Alone and Fighting: TMC Uses Mamata Sit-in to Send a Message During Battle For Bengal

Aman Sharma
·3-min read

Sitting alone on a dharna in her wheelchair at Gandhi Murti in Kolkata without aides by her side and painting in a visibly sombre and reflective mood — this striking image of chief minister Mamata Banerjee on Tuesday seemed to be her party’s reinforcement of the perception that she is the lone ranger fighting the might of the Bharatiya Janata Party (BJP) and also taking on the Election Commission (EC).

The last time Banerjee sat on a dharna in central Kolkata was in February 2019, when she protested the Central Bureau of Investigation (CBI)’s attempts to question then Kolkata Police chief Rajeev Kumar, and said she wanted to save the Constitution and democracy. At that time, Trinamool Congress (TMC) leaders and aides were on stage with her, and she continued with her dharna for three days until the Supreme Court barred CBI from arresting Kumar.

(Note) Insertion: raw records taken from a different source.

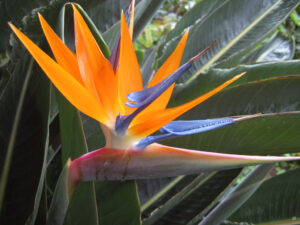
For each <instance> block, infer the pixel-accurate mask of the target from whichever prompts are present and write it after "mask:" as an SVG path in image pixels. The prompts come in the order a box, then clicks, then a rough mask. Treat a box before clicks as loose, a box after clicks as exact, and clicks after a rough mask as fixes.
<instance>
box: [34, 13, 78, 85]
mask: <svg viewBox="0 0 300 225" xmlns="http://www.w3.org/2000/svg"><path fill="white" fill-rule="evenodd" d="M38 15H39V19H40V23H41V26H42V29H43V31H44V34H45V36H46V39H47V41H48V43H49V45H50V48H51V50H52V53H53V55H54V57H55V59H56V61H57V63H58V64H59V65H60V66H61V67H62V68H64V70H66V71H67V72H68V73H70V74H71V75H72V76H73V77H74V78H75V79H76V80H77V81H78V82H79V83H80V84H82V85H83V82H82V79H81V75H80V71H79V68H78V64H77V59H76V56H75V54H74V53H73V52H72V51H71V50H70V49H69V48H68V47H67V46H66V45H65V44H64V43H63V42H62V41H61V40H60V38H59V37H58V36H57V35H56V33H55V32H54V31H53V30H52V29H51V27H50V26H49V24H48V23H47V22H46V20H45V19H44V18H43V16H42V15H41V14H38Z"/></svg>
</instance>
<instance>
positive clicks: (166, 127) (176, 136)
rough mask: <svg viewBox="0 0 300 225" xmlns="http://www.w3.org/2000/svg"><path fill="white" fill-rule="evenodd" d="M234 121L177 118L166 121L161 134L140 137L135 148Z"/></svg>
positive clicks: (186, 134)
mask: <svg viewBox="0 0 300 225" xmlns="http://www.w3.org/2000/svg"><path fill="white" fill-rule="evenodd" d="M233 123H234V120H233V119H232V118H223V119H214V120H178V121H172V122H170V123H168V124H167V125H166V126H164V127H162V128H161V129H160V130H159V131H160V132H161V133H163V134H162V135H156V136H148V137H146V138H144V139H142V140H141V141H140V142H139V143H138V144H137V146H136V148H141V149H142V148H145V147H146V146H147V145H150V144H152V143H154V142H158V141H162V140H166V139H170V138H175V137H178V136H184V135H190V134H196V133H202V132H206V131H210V130H214V129H218V128H221V127H225V126H228V125H231V124H233Z"/></svg>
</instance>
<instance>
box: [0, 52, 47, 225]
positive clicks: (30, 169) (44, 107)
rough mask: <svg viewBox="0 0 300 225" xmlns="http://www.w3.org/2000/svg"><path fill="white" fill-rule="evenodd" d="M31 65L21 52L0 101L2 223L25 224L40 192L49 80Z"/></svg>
mask: <svg viewBox="0 0 300 225" xmlns="http://www.w3.org/2000/svg"><path fill="white" fill-rule="evenodd" d="M32 65H34V64H33V60H32V59H30V58H29V56H28V55H27V54H24V52H23V56H22V57H21V58H20V59H19V60H18V61H16V64H15V65H14V67H15V68H14V72H13V74H12V76H11V78H10V80H9V81H8V83H7V87H6V89H5V91H4V93H3V95H2V96H1V101H0V104H1V107H0V108H1V110H0V118H1V121H2V122H1V129H0V155H1V157H0V161H1V162H0V165H3V166H4V165H6V166H5V167H3V168H2V170H1V171H3V172H2V173H1V186H2V187H1V194H2V196H3V194H4V191H5V198H4V205H3V208H2V210H1V218H0V223H1V224H24V223H25V221H26V219H27V218H28V216H29V215H30V213H31V212H32V209H33V207H34V201H35V198H36V201H37V202H39V198H40V194H41V193H39V194H38V196H37V197H36V190H37V186H38V183H39V179H40V175H41V168H42V164H43V159H45V157H44V151H45V148H46V147H45V145H46V143H47V142H46V140H47V132H48V108H49V106H48V105H49V84H48V81H47V80H46V79H45V78H44V77H42V76H40V75H41V71H40V70H39V69H38V68H36V67H35V66H34V67H32ZM25 109H26V110H25ZM25 131H26V132H25ZM46 149H47V148H46ZM9 158H10V159H9ZM4 160H5V161H4ZM10 160H11V164H10V165H9V161H10ZM24 168H26V169H24ZM8 171H9V173H8V174H6V175H5V173H7V172H8ZM5 176H7V177H6V178H5ZM6 179H8V180H7V183H6ZM41 182H42V181H41ZM5 184H6V189H5V187H4V186H5ZM24 193H26V195H25V194H24ZM37 208H38V203H37ZM15 215H18V216H17V217H16V216H15Z"/></svg>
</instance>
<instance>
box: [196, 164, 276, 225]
mask: <svg viewBox="0 0 300 225" xmlns="http://www.w3.org/2000/svg"><path fill="white" fill-rule="evenodd" d="M273 167H274V164H268V165H260V166H257V167H256V168H255V169H254V170H253V171H252V172H251V173H250V174H248V175H247V177H245V178H244V180H243V181H242V182H241V183H240V184H239V185H237V186H236V187H235V188H234V190H233V191H232V192H231V193H230V194H228V195H227V196H226V197H225V198H224V199H223V200H222V201H221V202H220V203H219V204H218V205H217V206H216V207H215V208H214V209H213V210H212V211H211V212H210V213H209V214H208V215H207V216H205V218H204V219H203V220H202V221H201V222H200V223H199V225H211V224H216V225H217V224H220V223H221V222H222V221H223V220H224V219H227V218H228V217H229V216H230V215H232V214H233V213H234V212H235V211H236V210H237V209H238V208H239V207H240V206H241V205H242V204H243V203H244V202H245V201H247V200H248V199H249V198H250V197H251V196H252V195H253V194H254V192H255V191H256V190H257V188H259V186H260V185H261V184H262V183H263V180H264V178H265V177H266V176H267V175H268V173H269V172H270V170H271V169H272V168H273Z"/></svg>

During Tuesday’s dharna, the image of a “fighter” seemed to have been juxtaposed with that of a “victim”.

No party colleague of Banerjee was there as she arrived at the venue around 11:45am to sit on a dharna in her wheelchair, about 50 meters from television cameras, in what seemed a deliberate TMC strategy to gain the maximum political mileage out of the 24-hour ban put on her by EC, and to show how a woman CM is alone taking on her adversaries.

She just had her mobile phone and her painting equipment for company. TMC leader Derek O’ Brien briefly visited the media enclosure, but did not offer any comments. It is expected that she would continue to sit at Gandhi Murti till 8pm, before proceeding for her two rallies on Tuesday night. TMC supporters came to the media enclosure to cheer up the CM, and criticised the EC action as well as the BJP.

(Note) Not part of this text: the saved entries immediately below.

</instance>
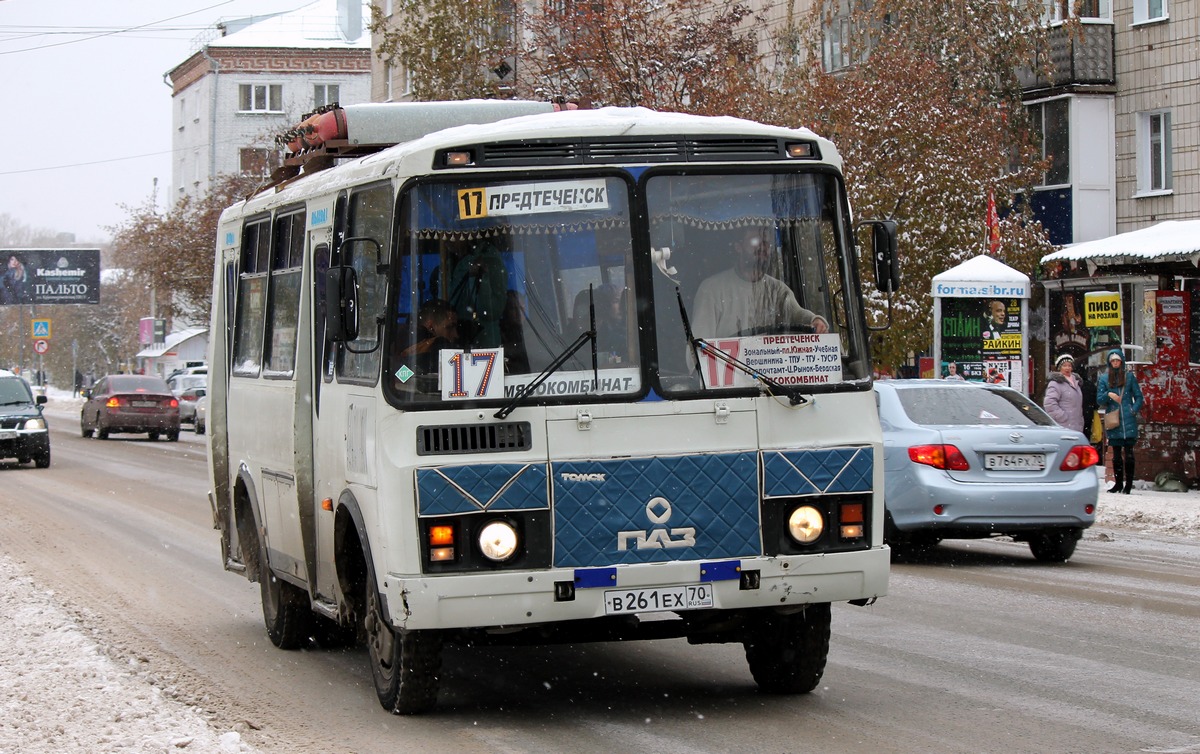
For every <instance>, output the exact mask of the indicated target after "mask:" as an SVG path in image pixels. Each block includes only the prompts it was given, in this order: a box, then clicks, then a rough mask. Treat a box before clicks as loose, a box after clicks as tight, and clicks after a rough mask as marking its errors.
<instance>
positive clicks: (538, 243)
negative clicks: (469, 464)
mask: <svg viewBox="0 0 1200 754" xmlns="http://www.w3.org/2000/svg"><path fill="white" fill-rule="evenodd" d="M841 196H842V193H841V189H840V184H839V182H838V179H836V178H835V176H834V175H833V174H829V173H817V172H814V173H796V172H787V173H784V172H779V173H758V174H727V173H725V174H718V173H712V174H697V173H688V174H679V173H678V172H674V173H668V172H665V170H664V172H655V173H653V174H649V175H648V176H646V178H643V184H642V189H640V190H636V189H635V186H634V185H631V184H630V182H629V181H626V180H625V179H624V178H619V176H616V175H610V176H596V175H592V176H572V178H564V179H557V178H553V179H551V178H541V179H532V180H512V181H487V180H482V179H479V178H476V179H464V180H463V179H460V180H458V181H428V182H420V184H416V185H414V186H413V187H412V189H410V190H409V191H407V192H406V193H404V196H403V197H402V213H401V215H402V219H401V225H402V227H401V237H402V238H401V240H400V249H398V253H397V257H396V259H397V262H398V264H397V268H396V269H395V270H394V273H392V281H394V285H392V288H391V289H392V291H396V292H398V293H396V294H395V295H392V297H391V298H390V300H389V312H388V317H389V324H388V331H389V334H390V335H389V339H388V347H386V354H388V355H386V365H385V376H386V385H388V390H389V394H390V395H392V396H394V399H395V400H396V401H397V402H398V403H401V405H409V406H412V405H413V403H416V405H431V406H432V405H443V406H444V405H446V403H450V402H460V403H461V402H474V401H487V402H491V401H508V400H511V399H512V397H514V395H516V394H517V391H518V390H522V389H523V388H524V389H529V388H528V387H529V385H530V383H533V389H529V395H528V399H529V401H533V402H545V401H550V402H554V401H562V400H566V401H570V400H582V399H592V400H594V399H595V397H596V396H608V397H612V399H623V397H624V399H626V400H628V399H632V397H635V396H640V395H643V394H646V393H647V391H648V390H650V389H653V390H656V391H658V393H659V394H661V395H682V394H696V393H704V391H721V393H732V394H737V393H738V391H743V393H746V394H752V393H756V391H758V390H760V389H762V385H761V384H760V382H761V381H760V379H756V377H755V373H757V375H767V376H768V377H769V381H767V382H769V384H770V385H773V387H774V388H780V387H785V388H805V389H809V388H812V387H815V385H827V384H833V383H839V382H842V381H846V379H862V378H865V377H866V376H868V373H869V372H868V369H866V360H865V358H864V353H865V348H864V339H863V335H862V323H860V321H859V319H857V318H856V317H854V316H852V313H851V310H848V309H847V301H846V297H845V295H842V292H844V291H847V289H852V288H853V286H852V285H850V283H848V282H847V281H850V280H852V277H851V269H852V268H851V265H850V263H848V258H847V257H848V255H847V251H846V250H847V249H848V244H847V234H846V226H847V223H846V215H845V210H844V203H842V202H841V199H840V197H841ZM636 197H644V203H646V210H644V216H647V217H648V219H649V228H648V229H649V238H648V239H647V238H646V237H644V235H642V239H641V243H638V238H637V233H643V234H644V231H640V229H638V226H637V225H636V223H631V221H630V219H631V215H637V213H631V209H630V208H631V205H635V204H636V202H637V201H640V199H637V198H636ZM642 227H644V226H642ZM635 249H638V250H643V251H641V253H643V255H644V253H647V251H644V250H648V255H649V257H650V263H649V264H643V265H641V267H638V265H635V263H634V259H635ZM647 274H648V275H649V276H648V277H647ZM638 300H641V301H642V306H638ZM652 313H653V319H652V318H650V317H652ZM638 316H641V318H642V319H641V321H638ZM685 317H686V319H685ZM686 325H690V327H686ZM593 327H594V331H595V337H594V342H593V339H590V337H589V339H587V341H588V342H582V343H581V342H580V337H581V335H583V334H584V333H590V331H592V330H593ZM647 334H649V335H647ZM695 339H701V340H702V341H704V342H706V343H708V345H709V347H710V348H712V349H720V351H721V352H724V353H725V354H728V355H730V357H732V358H733V359H736V360H737V361H739V363H742V364H744V365H748V366H749V369H734V367H732V366H731V365H730V364H728V363H725V361H719V360H716V359H715V358H714V355H713V353H712V351H709V352H708V353H706V352H704V351H703V349H701V351H700V352H698V353H697V351H696V349H695V348H694V347H692V345H691V343H695V342H696V341H695ZM572 346H576V347H577V348H576V349H575V352H574V353H572V354H571V355H570V357H569V358H566V359H565V360H563V361H562V364H559V365H557V366H553V367H552V366H551V365H553V364H556V361H558V360H559V359H560V358H562V357H563V355H564V354H565V353H568V352H569V351H571V348H572ZM643 348H644V349H646V351H647V353H653V358H650V357H648V355H647V353H643V352H642V349H643ZM654 363H656V364H658V370H655V372H654V373H650V371H648V370H644V369H643V366H644V365H647V364H654ZM547 369H550V370H551V372H552V373H551V375H548V376H546V375H544V373H542V372H544V371H546V370H547Z"/></svg>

The TMC’s entire campaign has focused on Banerjee’s face, and lately the injuries she suffered during campaigning in Nandigram, where she is fighting against her former colleague, Suvendu Adhikari. There has been a lot of debate on whether her wheelchair campaign would generate sympathy among her core women voter base.

The Sitalkuchi killings in the fourth phase of polling on April 10 and the latest 24-hour ban on Banerjee by EC are being seen as a political lifeline for the party at a time when the BJP is claiming it is way ahead in the battle for Bengal.

While her injury may have affected her USP of pacing up and down the stage, or walking into a village during the campaign, the TMC has tried to make up with events like that on Tuesday; the sit-in proved to be an effective strategy for a non-campaign day with the event being televised live widely.

Banerjee will escalate her campaign on Wednesday and visit Cooch Behar, where five people lost their lives in poll-related violence in Sitalkuchi. EC had stopped all political visits there for 72 hours, and that period ends on Tuesday night. And so does the 24-hour ban on Banerjee.

The CM will go to Mathabhanga sub-division hospital there and hold five rallies in Jalpaiguri, Darjeeling and Nadia on Wednesday. A BJP functionary, however, argued that the CM’s dharna will have little impact as she is hugely “unpopular” in the state and that the sympathy card is not working even after her injury and the wheelchair campaign.